La question des écoles contraste avec ce qui a été fait au Maroc. Si on a confondu européanisation et christianisation, on a aussi confondu instruction et éducation. C’est ainsi qu’aux îles Gambier entre autres, je n’ai pu constater sans tristesse que tous les enfants indigènes étaient enfermés le matin et l’après-midi dans une école, quand il aurait été plus profitable pour leur santé de jouer nus au soleil. Il y avait certes un effort considérable, louable et entièrement inutile, sinon nuisible, d’une institutrice indigène qui leur apprenait, conformément à des programmes qui ne sont même pas bons pour les nôtres, l’histoire de France de Lavisse et les départements français. Et pas plus qu’aux Gambier, aux Marquises, à Tahiti, il n’y avait le moindre art indigène contemporain, et les enfants se trouvaient sans l’éducation leur permettant de se défendre et d’évoluer dans leur milieu, éducation qu’ils avaient autrefois quand tout était mémorisé par des chants, quand l’art de la navigation était enseigné aux Marquises, et quand florissaient la sculpture, la poésie et la danse. Actuellement, tout est oublié, et les indigènes ne savent même plus faire une pirogue, des tapas ou des nattes.
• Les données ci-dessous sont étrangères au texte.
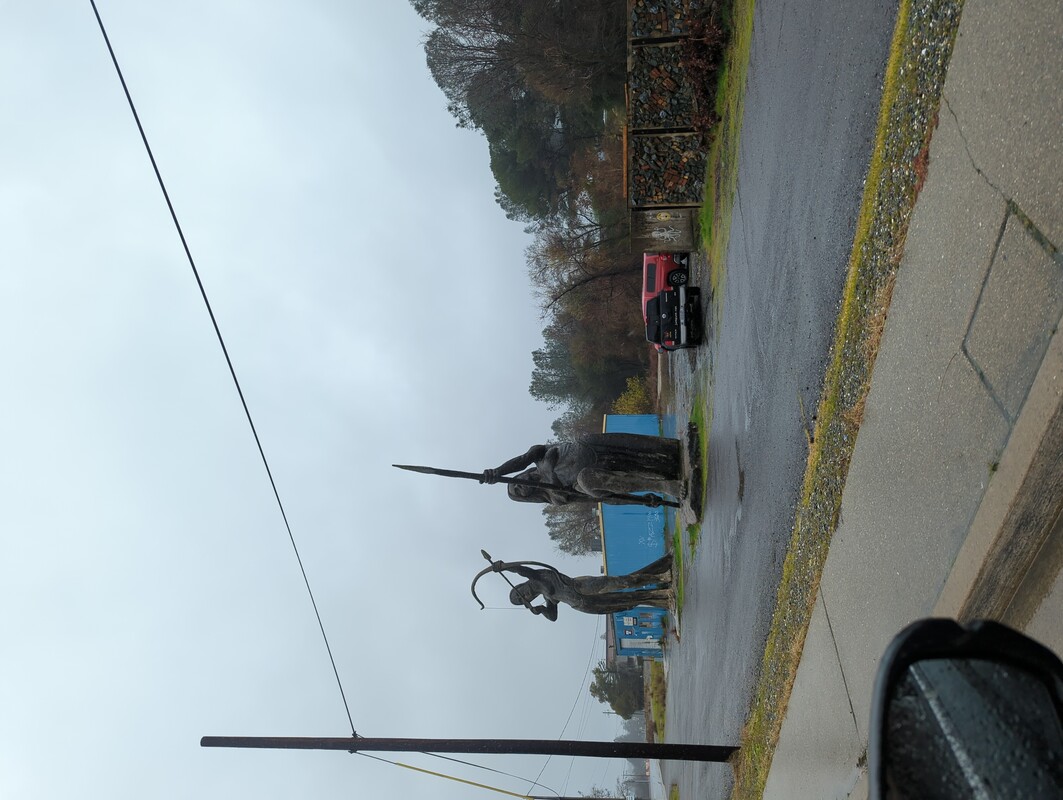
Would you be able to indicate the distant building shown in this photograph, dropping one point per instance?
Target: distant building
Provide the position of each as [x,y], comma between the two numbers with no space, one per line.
[631,538]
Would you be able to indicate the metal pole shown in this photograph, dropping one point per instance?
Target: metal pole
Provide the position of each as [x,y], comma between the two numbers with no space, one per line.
[663,751]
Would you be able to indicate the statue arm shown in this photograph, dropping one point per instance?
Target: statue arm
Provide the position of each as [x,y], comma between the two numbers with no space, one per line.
[535,453]
[549,611]
[524,572]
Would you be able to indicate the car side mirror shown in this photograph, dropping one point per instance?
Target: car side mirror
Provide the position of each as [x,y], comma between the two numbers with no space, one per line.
[966,712]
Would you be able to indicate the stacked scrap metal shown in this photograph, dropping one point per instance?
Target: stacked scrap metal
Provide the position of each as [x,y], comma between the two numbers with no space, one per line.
[655,18]
[661,95]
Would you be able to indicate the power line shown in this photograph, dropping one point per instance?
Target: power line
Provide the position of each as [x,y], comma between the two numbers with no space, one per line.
[224,350]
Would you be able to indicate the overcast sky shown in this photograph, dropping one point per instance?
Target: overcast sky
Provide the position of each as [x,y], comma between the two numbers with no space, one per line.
[375,305]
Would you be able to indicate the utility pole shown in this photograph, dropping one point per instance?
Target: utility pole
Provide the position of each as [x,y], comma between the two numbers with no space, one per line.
[663,751]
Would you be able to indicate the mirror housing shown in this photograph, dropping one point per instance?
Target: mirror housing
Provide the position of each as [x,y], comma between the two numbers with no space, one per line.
[960,712]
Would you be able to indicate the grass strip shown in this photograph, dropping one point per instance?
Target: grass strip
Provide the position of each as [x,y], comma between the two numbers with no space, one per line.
[722,172]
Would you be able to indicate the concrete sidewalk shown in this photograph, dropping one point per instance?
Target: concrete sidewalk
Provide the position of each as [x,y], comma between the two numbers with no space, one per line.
[952,500]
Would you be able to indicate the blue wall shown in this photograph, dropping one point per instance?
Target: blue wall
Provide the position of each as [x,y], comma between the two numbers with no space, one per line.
[631,538]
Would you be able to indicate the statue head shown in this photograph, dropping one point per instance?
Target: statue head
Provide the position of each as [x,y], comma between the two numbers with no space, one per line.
[522,594]
[527,494]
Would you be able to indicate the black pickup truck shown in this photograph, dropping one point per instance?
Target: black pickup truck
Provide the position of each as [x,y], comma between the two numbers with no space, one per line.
[674,318]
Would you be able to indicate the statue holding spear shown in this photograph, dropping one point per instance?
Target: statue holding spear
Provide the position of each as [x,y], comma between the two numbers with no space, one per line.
[601,467]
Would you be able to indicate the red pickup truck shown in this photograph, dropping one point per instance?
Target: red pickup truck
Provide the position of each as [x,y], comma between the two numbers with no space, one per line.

Oui, les écoles sont nécessaires, mais je ne vois pas pourquoi nous ne pourrions pas faire en Polynésie ce que nous avons fait au Maroc : restaurer les arts et les métiers indigènes nécessaires à l’existence de l’individu. Les écoles doivent être, avant tout, professionnelles et en plein air. On doit rénover les métiers indigènes et les arts de la sculpture et de la poésie, et enseigner aux enfants l’histoire de leur pays, leur apprendre la culture physique, les sports et l’héliophilie qui peuvent sauver leur race de la dégénérescence et lutteront efficacement contre l’alcool.

Et ceci est plus important pour de petites communautés vivant dans de petites îles que de leur apprendre à lire ou à écrire. Et alors comme autrefois, l’indigène pourra croître et vivre sous les tropiques.

Oui, en vérité, lorsqu’on a visité comme moi beaucoup de pays, on reste stupéfait devant l’incroyable prétention de la race blanche qui veut imposer partout ses coutumes et son étrange conception de l’existence. Il en fut ainsi de tout temps. Ainsi disparut devant les conquistadores, la civilisation inca qui présentait une organisation sociale qu’aucun pays n’a jamais égalée. Ainsi disparut aussi la civilisation aztèque qui était très supérieure aux envahisseurs par sa science de l’astronomie et son art de la sculpture. Il ne faudrait pas que, comme les Caraïbes, disparaissent les Polynésiens, pour la honte de la race blanche qui n’a pas voulu comprendre que ces indigènes, parce qu’ils étaient heureux et sans besoins, lui étaient supérieurs dans la science du bonheur de vivre.

Et aussi notre civilisation n’a pas voulu profiter de la leçon donnée par ces indigènes. Malgré son développement mécanique et scientifique, son faux idéal, qui est la conquête de l’argent et des plaisirs factices qu’il procure, opprime le bonheur individuel. Et c’est pourquoi elle a montré les signes du déclin et disparaîtra comme ont disparu toutes les autres civilisations.

Et cependant, depuis quelques années, une lueur d’espoir : nombreux sont ceux qui ont compris que le bonheur résidait dans un rapprochement de la nature et une suppression des besoins, et c’est peut-être la seule chose qui peut sauver notre civilisation de la ruine totale. Déjà, alors que, lors de mon passage en Océanie, on devait vivre habillé, à l’européenne, nombreux sont ceux qui, maintenant, en Europe, sur les plages et à la campagne, vivent heureux, le torse nu, sous le soleil.

Oui, en vérité, l’Évangile du soleil se propage. Puisse-t-il se répandre et gagner l’Océanie à temps pour sauver la merveilleuse race polynésienne.


À bord du voilier issu de l’expérience du Firecrest, août 1932.




  1. 5 % nous donnerait droit par réciprocité à 25 millions d’habitants en Chine.
  2. Je cite parmi d’autres le livre du Dr Fougerat de David de Lastours, Hygiène, nudité, soleil aux colonies, Vigot, éditeurs.